The Free Press proudly presents its annual Valentine’s Day feature sharing the Love Stories of four Richmond area couples.
2/14/2020, 6 a.m. | Updated on 2/14/2020, 2:57 p.m.
Love At Second Sight
Paula Saylor-Robinson and Danny Robinson
Married 34 Years
Neither of us attended graduate school with the intentions of finding a soulmate, but that’s the thing about love — it doesn’t much care about your plans.
Truth is, I don’t remember the first time I was introduced to Paula. It’s not that she didn’t make great first impressions. Far from it. She was a beautiful coed with big, expressive eyes, a quirky little smile, an endearing laugh, a killer sense of style and, as it turns out, a good memory.
She remembers meeting me: “A tall, handsome brother with a low-top fade, trimmed mustache, sporting a pink polo with socks to match.” It was the ’80s, after all.
Luckily for me, the forward momentum of destiny would not be slowed, and a few weeks later we met again.
It was love at second sight.
In spite of our fireworks-free first encounter, Paula and I continued to meet. We found each other in the stacks of books in the library, in the dorm’s common areas, in the doorways of classrooms, then, as witting accomplices at Clarke’s Grill for fish sandwiches, the Greenbriar Mall for window shopping and the Buckhead Theater for an Alfred Hitchcock movie marathon.
It was in those days that I began to understand why, perhaps, our first encounter didn’t register like the seismic waves written about in romance novels.
Our relationship, like a Hitchcock thriller, was a slow burn. We were at first classmates, then acquaintances, then friends, then close friends.

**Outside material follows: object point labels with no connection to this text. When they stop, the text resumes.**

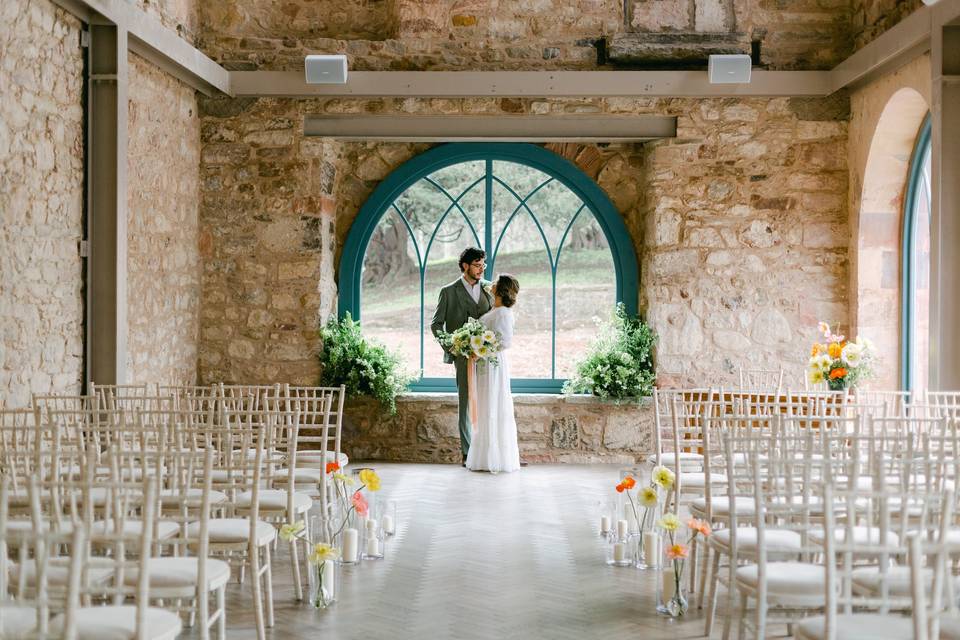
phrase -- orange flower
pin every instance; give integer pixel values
(677, 552)
(700, 526)
(834, 350)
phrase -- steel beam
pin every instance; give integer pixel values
(532, 84)
(106, 343)
(468, 128)
(149, 38)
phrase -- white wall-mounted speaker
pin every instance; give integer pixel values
(729, 69)
(326, 69)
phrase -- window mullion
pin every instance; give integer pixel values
(488, 218)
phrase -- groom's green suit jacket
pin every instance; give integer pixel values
(456, 306)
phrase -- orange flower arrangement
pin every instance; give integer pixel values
(677, 552)
(838, 362)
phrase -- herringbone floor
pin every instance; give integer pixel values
(481, 556)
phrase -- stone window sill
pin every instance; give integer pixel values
(538, 399)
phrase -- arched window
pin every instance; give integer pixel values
(915, 285)
(535, 214)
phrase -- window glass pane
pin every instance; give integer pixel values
(586, 288)
(522, 254)
(390, 290)
(554, 205)
(425, 204)
(453, 236)
(920, 276)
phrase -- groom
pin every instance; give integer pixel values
(463, 298)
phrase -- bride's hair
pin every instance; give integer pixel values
(507, 289)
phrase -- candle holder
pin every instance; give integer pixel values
(618, 552)
(373, 546)
(388, 518)
(350, 548)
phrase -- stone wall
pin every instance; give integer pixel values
(577, 429)
(740, 224)
(746, 241)
(272, 228)
(41, 201)
(163, 260)
(519, 34)
(870, 18)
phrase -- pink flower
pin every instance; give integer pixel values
(360, 504)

We confirmed the cliché that bonds rooted in friendship are difficult to break, outlast the heart-racing rush of the superficial and outlive the haze of infatuation.
As the Atlanta spring turned into the summer of 1983, we fell in love. And like the Georgia summers, things got hot.

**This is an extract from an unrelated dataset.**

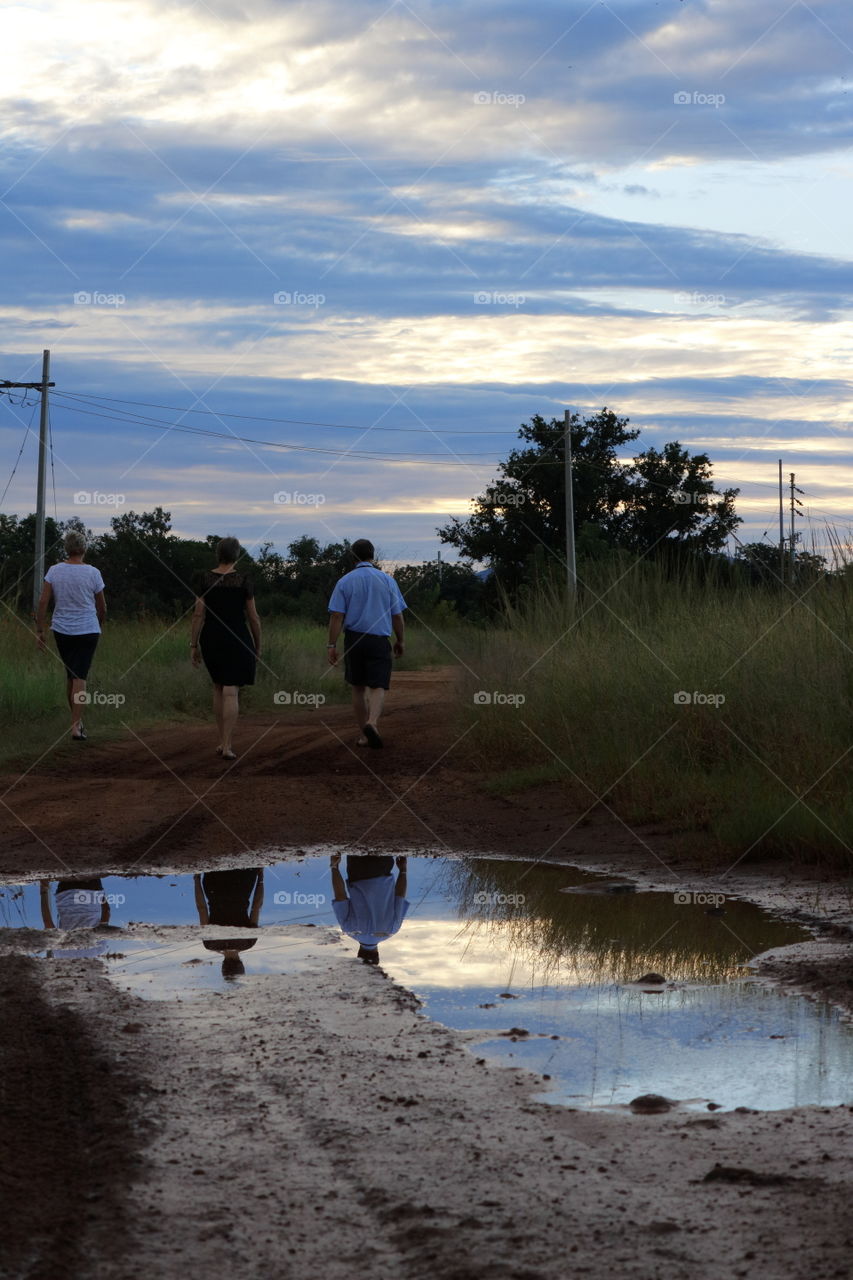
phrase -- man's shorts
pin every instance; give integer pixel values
(366, 659)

Less than two years later, we were married. And after more than 34 years of wedded joy, we remain the best of friends. Because that was always the plan.
Danny Robinson is chief client officer at The Martin Agency.
Paula Saylor-Robinson is director of audience development and community engagement at the Virginia Museum of Fine Arts.
Student protest leads to a lifetime of activism and love
John Taylor and Dr. Mati Moros
Married 29 Years
Matilde and John met at a student protest at the College of Wooster, a small liberal arts college in a small town in Northeast Ohio.
Matilde, also known as Mati, joined students protesting against the college’s investments in companies doing business
in South Africa, which was ruled under apartheid at that time. John, who was a leader in the campus movement, was pleasantly surprised to see this new student at the protest and even defended Mati’s activism when a fellow student criticized her presence there.
Naturally, John and Mati became fast friends and revamped the campus peace organization together. Outside of their activism, they shared many friends from all over the world and interests in dance, cinema and theater. After many months of enjoying a deep friendship, they began dating.